Although Cooke said that New Frontier took place in the pre-Crisis on Infinite Earths continuity, he did not use the period-accurate Earth-One and Earth-Two Multiverse concepts; he used a post-Crisis continuity variant, where Golden and Silver Age heroes exist in a unified timeline rather than separate realities. The New Frontier universe was one of the 52 Earths in the DC multiverse (Earth-21).

==Style==

The New Frontier's style has several influences: Jack Kirby's squared fingers, muscles and jaws; the clean lines of Golden Age-era comics; the Fleischer Superman cartoons; Batman: The Animated Series, and other shows in the DC Animated Universe; Cooke was an artist on many of the latter. His style resembles that of Bruce Timm.

==Awards==
The series received Eisner Awards for Best Limited Series, Best Coloring and Best Publication Design, Harvey Awards for Best Artist, Best Colorist and Best Continuing or Limited Series and received the Shuster Award for Outstanding Canadian Comic Book Cartoonist (Writer-Artist). In 2007, when the series was released as an Absolute Edition, it received an Eisner Award for Best Graphic Album (Reprint) and a Harvey Award for Best Graphic Album of Previously Published Work.

==In other media==
The story was adapted as a direct-to-video animated film called Justice League: The New Frontier, written by Stan Berkowitz and produced by Bruce Timm with Darwyn Cooke as story and visual consultant.
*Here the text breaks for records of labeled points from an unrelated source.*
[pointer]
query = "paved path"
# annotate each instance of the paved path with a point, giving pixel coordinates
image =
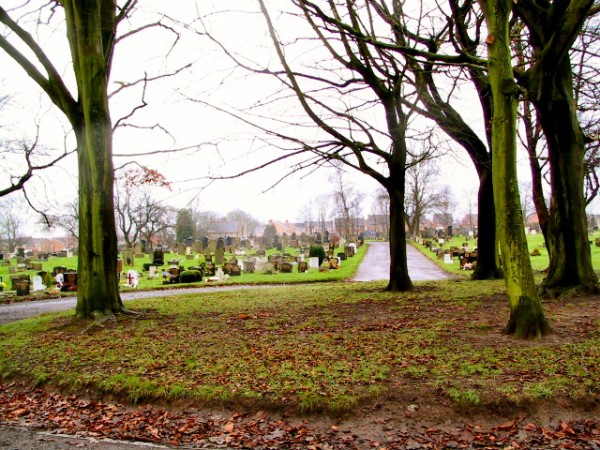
(375, 266)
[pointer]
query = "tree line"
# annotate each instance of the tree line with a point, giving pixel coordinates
(361, 73)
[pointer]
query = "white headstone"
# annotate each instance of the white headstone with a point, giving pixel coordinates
(37, 283)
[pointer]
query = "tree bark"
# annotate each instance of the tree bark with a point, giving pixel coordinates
(570, 263)
(527, 317)
(553, 28)
(90, 30)
(399, 279)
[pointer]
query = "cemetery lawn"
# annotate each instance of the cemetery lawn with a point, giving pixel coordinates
(340, 356)
(346, 271)
(535, 243)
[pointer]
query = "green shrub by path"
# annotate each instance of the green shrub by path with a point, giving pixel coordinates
(319, 347)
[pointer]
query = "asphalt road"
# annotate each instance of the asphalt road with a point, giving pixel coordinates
(375, 266)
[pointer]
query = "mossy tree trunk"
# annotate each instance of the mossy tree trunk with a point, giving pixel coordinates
(527, 317)
(91, 31)
(552, 29)
(91, 27)
(399, 278)
(570, 263)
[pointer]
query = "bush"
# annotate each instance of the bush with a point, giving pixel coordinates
(317, 250)
(190, 276)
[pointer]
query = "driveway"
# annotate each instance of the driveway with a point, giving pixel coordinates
(375, 266)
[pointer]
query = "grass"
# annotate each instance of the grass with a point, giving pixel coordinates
(320, 347)
(347, 269)
(534, 241)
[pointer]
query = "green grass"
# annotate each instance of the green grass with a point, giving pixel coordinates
(347, 269)
(538, 263)
(319, 347)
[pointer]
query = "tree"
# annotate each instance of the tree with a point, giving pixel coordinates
(11, 224)
(185, 226)
(68, 219)
(204, 220)
(444, 206)
(526, 314)
(348, 203)
(91, 36)
(421, 179)
(552, 29)
(380, 212)
(360, 68)
(139, 213)
(244, 220)
(91, 29)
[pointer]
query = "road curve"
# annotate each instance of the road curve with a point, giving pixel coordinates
(375, 266)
Rated PG-13, it was released in the United States on February 26, 2008 on DVD, HD DVD, Blu-ray and pay-per-view.

==Collections==
As of January 2026, the series has been collected in two softcover collections, an Absolute Edition, a deluxe edition, a DC Black Label Edition, and a DC Compact Comics Edition:
- DC: The New Frontier: Volume One (#1-3; ISBN 1401203507)
- DC: The New Frontier: Volume Two (#4-6; ISBN 1401204619)
- DC: The New Frontier: Absolute Edition (#1-6; ISBN 1401210805)
- DC: The New Frontier Absolute Edition: 15th Anniversary Edition (#1-6, behind-the-scenes material, material from Solo #5, and the Justice League: The New Frontier Special; ISBN 978-1779501394
- DC: The New Frontier: Deluxe Edition (#1-6, material from DC The New Frontier: Absolute Edition, and the Justice League: The New Frontier Special; ISBN 1401248888)
- DC: The New Frontier (DC Black Label Edition) (#1-6, behind-the-scenes material, and the Justice League: The New Frontier Special; ISBN 1401290922)
- DC: The New Frontier (DC Compact Comics Edition) (#1-6; ISBN 9781799502340)

==Merchandise==
DC Direct first released a line of action figures based on the series in July 2006:
- Wave 1 - Blackhawk, Green Arrow, Green Lantern, Superman, and Wonder Woman (July 2006)
- Wave 2 - Batman, Dr. Fate, Martian Manhunter and The Flash (December 12, 2007)

A box set of Batman, Superman, Green Lantern and Wonder Woman (with a new head), including a reprint of Justice League: The New Frontier Special, was released in April 2009.

==Sequels==

- Solo #5 (2005), written and drawn by Darwyn Cooke, included a short story ("Triangulation: A New Frontier Thriller", also known as "King of America") with King Faraday set in pre-revolutionary Cuba.
- Justice League: The New Frontier Special was released in May 2008 as a follow-up to the Justice League: The New Frontier DVD. Stories included Batman vs. Superman, a post-New Frontier story where Robin teams up with Kid Flash for the first time and a Mad Magazine-style story with Wonder Woman and Black Canary.